A las 3.37 de la madrugada en Nueva York terminó una batalla de cuatro horas y 27 minutos de confianza y angustia, de plenitud y vómitos, de todas las emociones posibles. Una derrota para el recuerdo. Después de cuatro meses de inactividad, Alcaraz había llegado hasta allí. Ganar ya habría sido un milagro. Ganar así, a cinco sets, después de aquella sucesión de golpes, desfallecimientos y resurrecciones, sería sobrehumano
Quizá antes fue posible. Sólo quizá. Porque hasta que se decidió el primer set, justo al cumplirse la primera hora, Alcaraz mantuvo el dominio del juego y todo apuntaba a un desenlace por la vía rápida. Shelton es el paradigma del tenista estadounidense. Su saque provoca vértigo -alcanzó los 239 km/h- y su derecha castiga, pero los problemas se le multiplican cuando los intercambios superan los cinco golpes.
En el arranque, Alcaraz se benefició de su falta de tacto y control, le atrapó en el revés, le movió de lado a lado y le dominó. Sólo tuvo que recurrir al tie-break por un inexplicable contrabreak de Shelton que, visto después, no era más que un preludio.
Al inicio del segundo set, todo cambió. «No me puedo permitir fallar, no puedo, no puedo», se dijo Alcaraz. Y le sobrevino la ansiedad. Apagón. La presión de Shelton con el saque y algún error de bulto -un remate a placer, por ejemplo- le fueron torciendo el ánimo hasta encadenar un fallo detrás de otro. Durante el segundo y el tercer set no fue él.

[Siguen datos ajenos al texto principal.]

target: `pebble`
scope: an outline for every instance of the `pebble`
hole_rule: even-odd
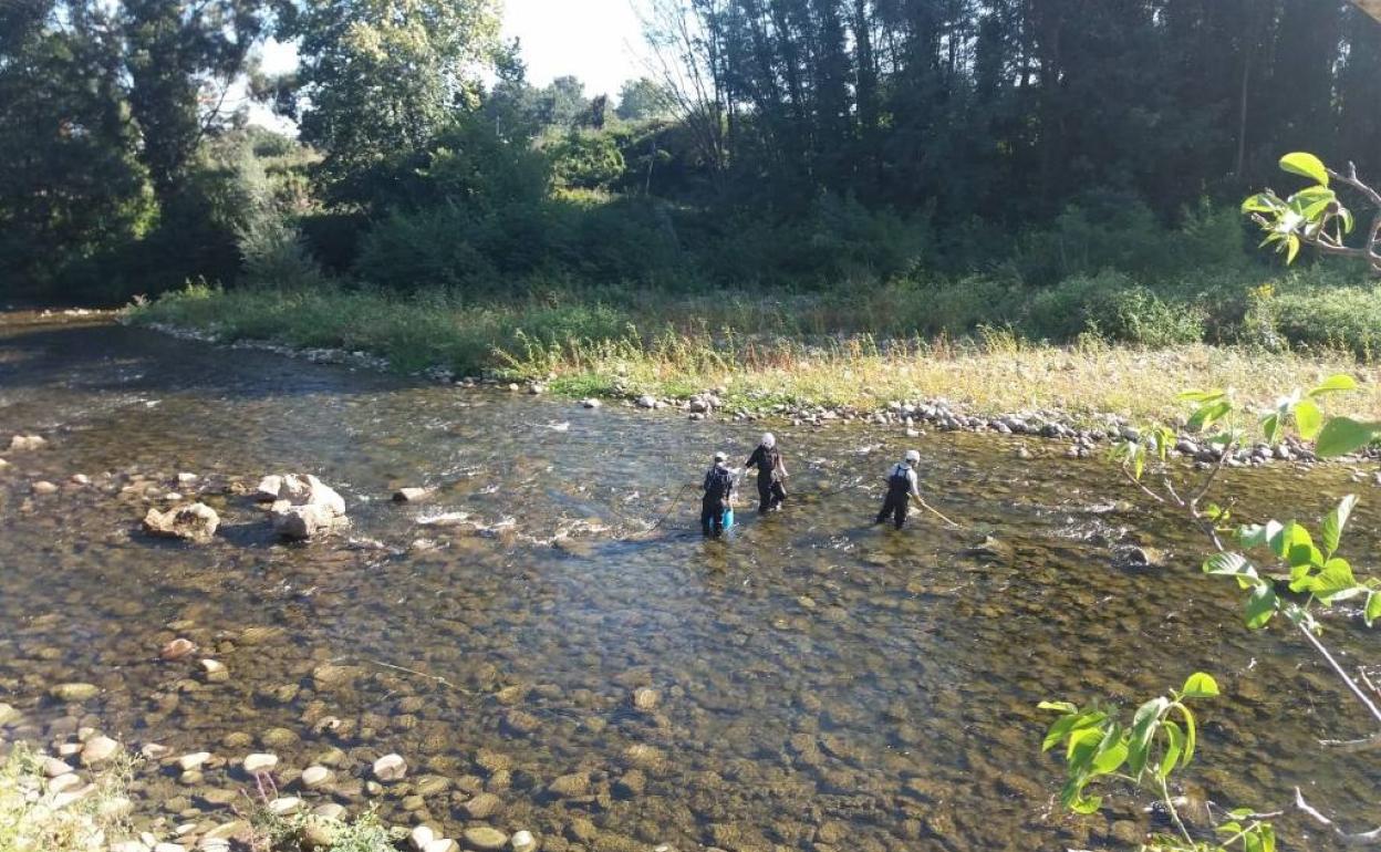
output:
[[[463,804],[460,811],[467,819],[489,819],[494,813],[499,813],[503,806],[503,800],[493,793],[481,793],[475,798]]]
[[[374,777],[384,783],[399,782],[407,775],[407,761],[399,754],[385,754],[374,761]]]
[[[196,769],[209,759],[211,759],[210,751],[193,751],[192,754],[184,754],[182,757],[177,758],[177,765],[184,772],[191,772],[192,769]]]
[[[296,795],[284,795],[283,798],[275,798],[268,804],[269,812],[278,816],[287,816],[289,813],[297,813],[302,809],[302,800]]]
[[[58,684],[48,690],[48,695],[59,701],[86,701],[101,693],[95,684]]]
[[[225,684],[231,679],[231,670],[220,660],[202,660],[202,674],[207,684]]]
[[[413,845],[413,849],[423,852],[427,844],[436,840],[436,833],[431,830],[429,826],[417,826],[413,829],[412,834],[407,835],[407,841]]]
[[[276,754],[251,754],[251,755],[249,755],[249,757],[244,758],[244,764],[243,765],[244,765],[244,771],[249,772],[250,775],[254,775],[257,772],[267,772],[267,771],[272,769],[273,766],[278,766],[278,755]]]
[[[308,766],[302,769],[302,786],[315,790],[331,780],[331,771],[326,766]]]
[[[499,852],[508,844],[507,834],[489,826],[465,829],[461,838],[465,841],[465,848],[478,849],[479,852]]]
[[[97,764],[104,764],[115,757],[119,750],[120,743],[116,743],[108,736],[93,737],[87,740],[86,746],[81,748],[81,765],[94,766]]]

Quizá ya condicionado por ciertos problemas físicos, perdió la energía, perdió la confianza en su derecha, perdió la afinación con el saque hasta acabar entregando dos breaks con sendas dobles faltas. El partido que parecía tener bajo control se le había escapado por completo de las manos. Y tal y como desapareció, regresó.

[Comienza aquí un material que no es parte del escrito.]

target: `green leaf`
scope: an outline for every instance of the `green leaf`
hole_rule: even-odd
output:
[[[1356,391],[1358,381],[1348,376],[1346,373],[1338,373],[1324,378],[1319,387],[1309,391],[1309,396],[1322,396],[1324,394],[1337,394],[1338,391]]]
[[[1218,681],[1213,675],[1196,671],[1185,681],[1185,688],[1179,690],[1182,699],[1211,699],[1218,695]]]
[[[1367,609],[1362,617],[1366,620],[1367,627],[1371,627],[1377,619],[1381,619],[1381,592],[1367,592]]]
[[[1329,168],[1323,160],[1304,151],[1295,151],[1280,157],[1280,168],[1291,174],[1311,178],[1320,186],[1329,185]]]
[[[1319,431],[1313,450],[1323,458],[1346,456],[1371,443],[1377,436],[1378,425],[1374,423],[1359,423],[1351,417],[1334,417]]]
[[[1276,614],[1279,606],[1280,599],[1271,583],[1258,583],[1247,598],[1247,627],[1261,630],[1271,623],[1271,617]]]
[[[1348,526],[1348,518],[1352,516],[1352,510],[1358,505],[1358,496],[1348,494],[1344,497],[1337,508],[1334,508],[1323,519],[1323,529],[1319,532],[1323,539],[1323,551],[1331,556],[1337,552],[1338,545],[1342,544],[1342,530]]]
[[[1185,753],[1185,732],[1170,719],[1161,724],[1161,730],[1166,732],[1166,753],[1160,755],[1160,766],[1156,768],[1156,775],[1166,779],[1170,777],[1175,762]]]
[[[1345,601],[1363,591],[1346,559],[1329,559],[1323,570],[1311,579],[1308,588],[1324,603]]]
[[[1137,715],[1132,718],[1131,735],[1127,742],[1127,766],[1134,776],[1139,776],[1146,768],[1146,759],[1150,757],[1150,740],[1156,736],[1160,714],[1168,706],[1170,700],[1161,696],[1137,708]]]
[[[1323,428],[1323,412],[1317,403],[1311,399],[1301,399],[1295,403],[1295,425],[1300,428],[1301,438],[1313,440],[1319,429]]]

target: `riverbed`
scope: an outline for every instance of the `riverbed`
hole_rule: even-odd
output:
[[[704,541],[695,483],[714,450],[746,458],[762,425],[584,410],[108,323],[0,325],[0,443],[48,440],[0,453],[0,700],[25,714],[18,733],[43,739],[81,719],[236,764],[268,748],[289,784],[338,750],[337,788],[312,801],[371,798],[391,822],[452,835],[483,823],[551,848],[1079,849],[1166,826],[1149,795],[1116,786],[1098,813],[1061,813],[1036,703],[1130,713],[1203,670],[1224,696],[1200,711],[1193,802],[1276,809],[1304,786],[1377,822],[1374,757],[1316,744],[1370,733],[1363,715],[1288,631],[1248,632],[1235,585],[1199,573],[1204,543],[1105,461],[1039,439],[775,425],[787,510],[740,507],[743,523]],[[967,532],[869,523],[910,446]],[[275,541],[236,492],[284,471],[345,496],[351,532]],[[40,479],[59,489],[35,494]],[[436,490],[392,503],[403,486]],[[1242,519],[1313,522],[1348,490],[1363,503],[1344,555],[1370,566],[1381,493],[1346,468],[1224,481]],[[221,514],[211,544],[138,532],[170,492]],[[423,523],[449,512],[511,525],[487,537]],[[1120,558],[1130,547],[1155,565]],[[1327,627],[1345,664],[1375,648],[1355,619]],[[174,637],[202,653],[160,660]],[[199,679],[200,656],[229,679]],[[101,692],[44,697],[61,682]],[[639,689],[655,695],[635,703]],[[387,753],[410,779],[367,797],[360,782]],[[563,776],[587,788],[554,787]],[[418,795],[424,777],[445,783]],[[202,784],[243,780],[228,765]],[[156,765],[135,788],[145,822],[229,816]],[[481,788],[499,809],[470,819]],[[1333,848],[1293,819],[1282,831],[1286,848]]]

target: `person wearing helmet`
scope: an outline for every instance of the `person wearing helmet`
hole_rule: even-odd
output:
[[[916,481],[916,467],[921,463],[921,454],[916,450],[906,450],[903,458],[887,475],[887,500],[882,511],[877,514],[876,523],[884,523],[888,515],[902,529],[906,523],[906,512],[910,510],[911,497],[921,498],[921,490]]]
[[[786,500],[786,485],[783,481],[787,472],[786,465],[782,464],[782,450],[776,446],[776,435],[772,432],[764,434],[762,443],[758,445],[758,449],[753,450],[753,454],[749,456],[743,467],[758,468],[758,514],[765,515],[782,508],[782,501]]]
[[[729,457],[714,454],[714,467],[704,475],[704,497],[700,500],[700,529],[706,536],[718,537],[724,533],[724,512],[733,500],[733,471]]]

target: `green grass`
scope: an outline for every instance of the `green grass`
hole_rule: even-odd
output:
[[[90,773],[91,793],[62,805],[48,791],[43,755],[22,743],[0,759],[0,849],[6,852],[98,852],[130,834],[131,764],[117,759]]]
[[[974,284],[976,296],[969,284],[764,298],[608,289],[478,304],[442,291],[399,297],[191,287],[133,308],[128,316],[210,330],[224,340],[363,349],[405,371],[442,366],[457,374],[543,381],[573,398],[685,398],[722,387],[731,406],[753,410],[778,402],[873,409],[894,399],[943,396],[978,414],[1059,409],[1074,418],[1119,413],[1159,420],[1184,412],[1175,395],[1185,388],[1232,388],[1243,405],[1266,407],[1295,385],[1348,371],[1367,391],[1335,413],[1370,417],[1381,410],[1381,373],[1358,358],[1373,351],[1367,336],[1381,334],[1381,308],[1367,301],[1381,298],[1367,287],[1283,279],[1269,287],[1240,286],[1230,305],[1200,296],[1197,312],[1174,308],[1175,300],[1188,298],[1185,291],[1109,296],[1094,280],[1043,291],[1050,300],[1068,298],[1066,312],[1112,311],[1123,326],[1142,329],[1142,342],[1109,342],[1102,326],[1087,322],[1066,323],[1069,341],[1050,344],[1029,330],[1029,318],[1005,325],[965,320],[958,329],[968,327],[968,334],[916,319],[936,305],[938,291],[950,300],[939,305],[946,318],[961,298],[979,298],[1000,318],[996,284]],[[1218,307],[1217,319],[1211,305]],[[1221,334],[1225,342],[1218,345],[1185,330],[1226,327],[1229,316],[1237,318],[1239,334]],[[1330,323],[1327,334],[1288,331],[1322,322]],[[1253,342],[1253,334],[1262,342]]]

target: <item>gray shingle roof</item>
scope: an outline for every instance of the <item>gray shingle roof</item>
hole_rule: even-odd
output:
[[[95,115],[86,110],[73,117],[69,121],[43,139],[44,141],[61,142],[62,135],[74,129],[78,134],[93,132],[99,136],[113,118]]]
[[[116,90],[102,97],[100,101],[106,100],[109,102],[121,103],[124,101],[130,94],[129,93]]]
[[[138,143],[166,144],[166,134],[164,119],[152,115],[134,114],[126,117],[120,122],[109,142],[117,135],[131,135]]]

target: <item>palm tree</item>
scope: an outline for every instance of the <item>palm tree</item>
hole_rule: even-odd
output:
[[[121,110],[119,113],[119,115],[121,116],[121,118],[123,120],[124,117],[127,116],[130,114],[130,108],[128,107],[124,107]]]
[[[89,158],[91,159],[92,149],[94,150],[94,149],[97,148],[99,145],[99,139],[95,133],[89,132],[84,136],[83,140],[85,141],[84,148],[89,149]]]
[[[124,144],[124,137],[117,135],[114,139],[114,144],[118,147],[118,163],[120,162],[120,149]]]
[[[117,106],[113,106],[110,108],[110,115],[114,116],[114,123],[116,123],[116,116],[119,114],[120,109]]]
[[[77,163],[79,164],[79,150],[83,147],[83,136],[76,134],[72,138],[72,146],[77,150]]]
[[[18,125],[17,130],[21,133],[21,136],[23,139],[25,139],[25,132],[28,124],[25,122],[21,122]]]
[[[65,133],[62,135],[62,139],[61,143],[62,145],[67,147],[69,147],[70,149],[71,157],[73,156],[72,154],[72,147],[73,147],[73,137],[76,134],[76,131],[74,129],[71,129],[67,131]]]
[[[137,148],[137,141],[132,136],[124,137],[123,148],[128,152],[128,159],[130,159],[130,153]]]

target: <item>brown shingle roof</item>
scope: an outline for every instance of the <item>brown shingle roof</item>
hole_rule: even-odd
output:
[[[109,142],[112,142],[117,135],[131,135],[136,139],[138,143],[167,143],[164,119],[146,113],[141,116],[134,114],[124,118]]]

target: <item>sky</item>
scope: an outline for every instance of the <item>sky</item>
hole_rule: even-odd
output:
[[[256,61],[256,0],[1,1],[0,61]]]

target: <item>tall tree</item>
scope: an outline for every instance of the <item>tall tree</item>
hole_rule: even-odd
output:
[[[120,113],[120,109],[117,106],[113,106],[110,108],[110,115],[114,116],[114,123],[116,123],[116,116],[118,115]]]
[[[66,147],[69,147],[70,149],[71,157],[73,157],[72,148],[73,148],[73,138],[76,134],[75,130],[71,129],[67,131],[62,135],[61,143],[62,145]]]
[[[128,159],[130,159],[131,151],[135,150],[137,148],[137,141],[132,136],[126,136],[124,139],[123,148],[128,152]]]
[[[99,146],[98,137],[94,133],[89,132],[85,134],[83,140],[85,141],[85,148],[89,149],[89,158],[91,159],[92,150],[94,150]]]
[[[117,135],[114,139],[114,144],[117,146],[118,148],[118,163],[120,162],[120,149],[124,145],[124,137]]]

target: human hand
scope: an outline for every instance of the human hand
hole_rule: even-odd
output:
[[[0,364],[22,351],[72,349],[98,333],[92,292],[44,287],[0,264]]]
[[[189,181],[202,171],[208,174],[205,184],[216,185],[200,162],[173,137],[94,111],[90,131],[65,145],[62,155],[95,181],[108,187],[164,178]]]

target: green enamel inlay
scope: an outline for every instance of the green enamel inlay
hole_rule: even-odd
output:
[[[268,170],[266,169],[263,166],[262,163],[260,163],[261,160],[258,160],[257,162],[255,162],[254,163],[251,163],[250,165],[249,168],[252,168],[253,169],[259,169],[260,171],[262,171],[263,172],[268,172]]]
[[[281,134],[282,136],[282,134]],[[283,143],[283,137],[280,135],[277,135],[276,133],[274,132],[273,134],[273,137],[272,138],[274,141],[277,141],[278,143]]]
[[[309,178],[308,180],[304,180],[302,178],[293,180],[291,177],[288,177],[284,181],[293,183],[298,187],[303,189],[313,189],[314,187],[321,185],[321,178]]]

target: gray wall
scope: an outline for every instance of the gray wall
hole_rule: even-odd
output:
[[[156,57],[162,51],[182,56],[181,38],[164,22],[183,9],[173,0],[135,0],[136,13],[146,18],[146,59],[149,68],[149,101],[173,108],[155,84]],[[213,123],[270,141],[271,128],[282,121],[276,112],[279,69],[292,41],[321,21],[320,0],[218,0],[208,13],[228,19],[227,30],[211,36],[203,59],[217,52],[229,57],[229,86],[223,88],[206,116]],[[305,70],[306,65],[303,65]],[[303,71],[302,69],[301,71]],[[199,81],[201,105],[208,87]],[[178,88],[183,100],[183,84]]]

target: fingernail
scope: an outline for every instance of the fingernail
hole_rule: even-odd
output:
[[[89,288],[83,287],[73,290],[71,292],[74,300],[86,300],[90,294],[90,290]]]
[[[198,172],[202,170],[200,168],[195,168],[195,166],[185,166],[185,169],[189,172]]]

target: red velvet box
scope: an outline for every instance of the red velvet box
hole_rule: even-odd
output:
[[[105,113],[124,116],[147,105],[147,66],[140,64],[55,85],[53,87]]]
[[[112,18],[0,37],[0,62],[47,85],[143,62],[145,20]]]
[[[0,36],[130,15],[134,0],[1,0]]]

En los primeros compases del cuarto set acertó con una volea imposible, se rio de sí mismo y algo cambió. Recuperó la disposición y, con ella, regresó su tenis. Las piernas resucitaron pese al cansancio -en uno de los descansos incluso vomitó- y la derecha volvió a obedecer. Shelton, además, perdió algo de velocidad con el saque. Alcaraz lo olió, se lanzó sobre él y llevó el partido al quinto set.
A esas alturas, ya entrada la madrugada, todo era cuestión de fe. «Acepta los problemas», le decía su entrenador, Samu López, antes de enfrentarse al abismo. Era un ejercicio de supervivencia, jugar con las fuerzas justas y exprimir cada resto de energía que quedaba. Alcaraz mostró entonces su mejor versión al servicio y escapó de la derrota cuando debía hacerlo, salvando tres bolas de break con 4-3.
Pero quedaba el último territorio, el de la moneda al aire. El super tie-break. Y ahí el saque de Shelton volvió a ser un arma demasiado poderosa. Alcaraz luchó hasta el último punto, se negó a entregar el partido antes de tiempo, pero esta vez no encontró la salida. El estadounidense cerró la noche. Alcaraz, cuatro meses después de su último partido, cayó de pie.